Jonatan,
yes it's okay to have a mobster on your ambition front and a sickness on your decay front or whatever, even if both are inside the holding.
The rule for creating fronts is to link threats thematically (by scarcity), not necessarily in the setting (like 'inside the holding'). This is so you can have different threats in the same setting ('in the holding') hitting different themes. If the two threats are thematically-related (the Cloverfield monster and its flea monsters probably are) then they go on the same front. If they aren't thematically related (the ambitious mob boss and his hungry gang member) then they go on different fronts. The hungry gang member is on a front with a bunch of other threats that express hunger (the crew that works the primitive greenhouse, the cannibals, that rival holding out on the flats with nothing to their name, whatever).
When you make your mobster threat and create a front around him, some thematically-linked threats will come to mind that are also linked to this mobster (his lieutenant who wants to take over, or that scrappy street kid who's dying to get noticed by the boss and become a made man). When that happens -- great! Add them to the front.
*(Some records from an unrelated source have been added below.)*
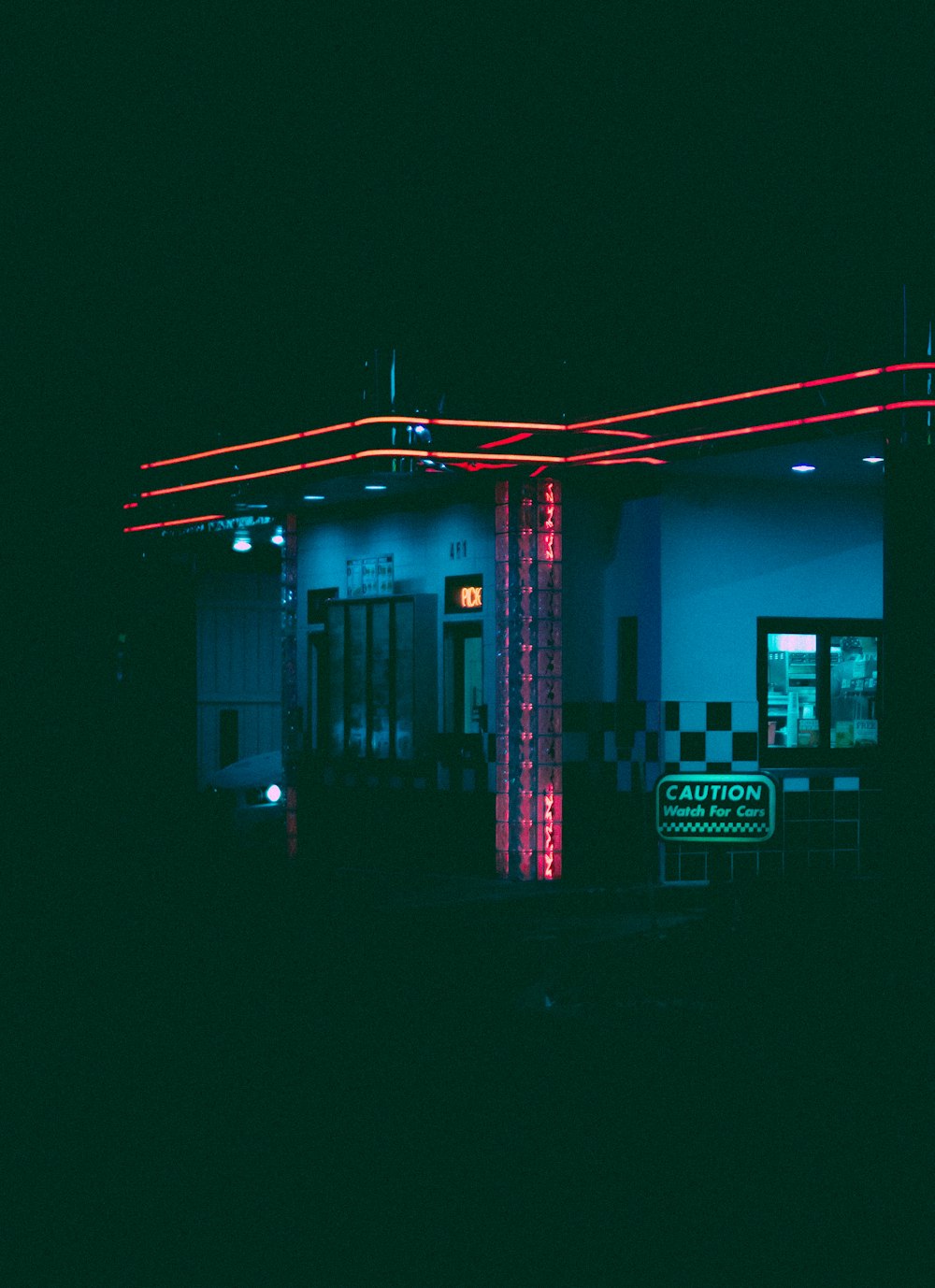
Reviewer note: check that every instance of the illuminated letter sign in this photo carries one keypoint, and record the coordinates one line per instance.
(715, 808)
(464, 594)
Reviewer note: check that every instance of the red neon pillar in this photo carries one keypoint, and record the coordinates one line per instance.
(290, 687)
(528, 695)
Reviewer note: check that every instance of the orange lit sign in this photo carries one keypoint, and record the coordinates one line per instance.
(464, 594)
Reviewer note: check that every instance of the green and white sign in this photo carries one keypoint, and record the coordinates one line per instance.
(715, 808)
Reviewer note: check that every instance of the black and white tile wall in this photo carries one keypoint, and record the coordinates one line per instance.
(826, 823)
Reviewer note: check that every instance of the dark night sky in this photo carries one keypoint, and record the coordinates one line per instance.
(219, 211)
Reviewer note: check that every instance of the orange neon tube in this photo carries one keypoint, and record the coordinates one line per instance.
(539, 425)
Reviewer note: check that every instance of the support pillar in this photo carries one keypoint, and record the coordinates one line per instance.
(291, 714)
(908, 694)
(528, 685)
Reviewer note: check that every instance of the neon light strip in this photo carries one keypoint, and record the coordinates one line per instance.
(538, 425)
(353, 424)
(539, 459)
(755, 393)
(174, 523)
(353, 456)
(756, 429)
(631, 460)
(502, 442)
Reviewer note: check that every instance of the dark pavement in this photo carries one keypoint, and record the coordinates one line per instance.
(351, 1077)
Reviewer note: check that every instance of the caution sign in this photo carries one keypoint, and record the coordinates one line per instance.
(715, 808)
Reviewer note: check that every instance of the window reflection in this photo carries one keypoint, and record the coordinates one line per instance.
(854, 691)
(791, 691)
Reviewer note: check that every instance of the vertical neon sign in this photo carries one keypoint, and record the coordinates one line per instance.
(528, 698)
(291, 715)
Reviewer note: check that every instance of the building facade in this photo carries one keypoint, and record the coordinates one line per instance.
(497, 637)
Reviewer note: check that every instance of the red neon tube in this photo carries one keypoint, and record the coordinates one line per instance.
(174, 523)
(352, 456)
(352, 424)
(755, 393)
(757, 429)
(539, 425)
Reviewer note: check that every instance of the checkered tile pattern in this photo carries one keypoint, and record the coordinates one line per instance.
(823, 824)
(689, 737)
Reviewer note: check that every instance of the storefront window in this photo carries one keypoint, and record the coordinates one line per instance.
(854, 691)
(818, 683)
(794, 719)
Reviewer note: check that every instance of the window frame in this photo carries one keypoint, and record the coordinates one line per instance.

If nothing comes to mind and you need to fill up that front with other threats, invent some threats that also express ambition, whether they tie directly to the mob boss or not -- the DA who is running for governor and is making a show by cracking down HARD on the ghetto where the PCs live, maybe? (I know that's a little weird for AW; I'm assuming a Goodfellas-type hack of AW with mobsters and stuff). In the end, you have a front that expresses ambition seven ways to Sunday.
Sometimes you'll have a threat and won't know exactly what front it goes on (that is, you won't know what theme it expresses right off the bat). That's fine too. Throw it on the Home Front until you figure it out.
At the end of the day, you have all your threats organized by theme (as opposed to being organized by how they relate to each other in the fiction, or organized by where they live, or organized according to a million other schemas). This should hopefully make it easier to keep the themes your game is expressing firm in your mind, which in turn will hopefully make it easier to look for ways of expressing those themes. So every time that hungry gang member comes on stage, look for some way of letting his hunger (or someone else's, whatever) shine through by word or deed, for example. No one is going to go through your fronts and complain that you don't have the mob boss and his hungry gang member on the same worksheet. It's really there as a resource to help you, not to lock you into some rigid format, right?
Make sense?
-- Christopher
PS: I guess I should point out that in addition to theme (scarcity), the threats on a given front are also linked by the fact that they impinge on the PCs' lives. The ambitious DA in my silly example above needs to impinge on the PCs' lives (like, she needs to make waves where they live or something, not Back Home On The East Coast or whatever). I'm sure you knew that though, just clarifying.
EDIT -- re-reading what you wrote, I'm positive you already get most of what I wrote. Sorry for mansplaining it to you. I'll just leave it here in case someone else finds it helpful.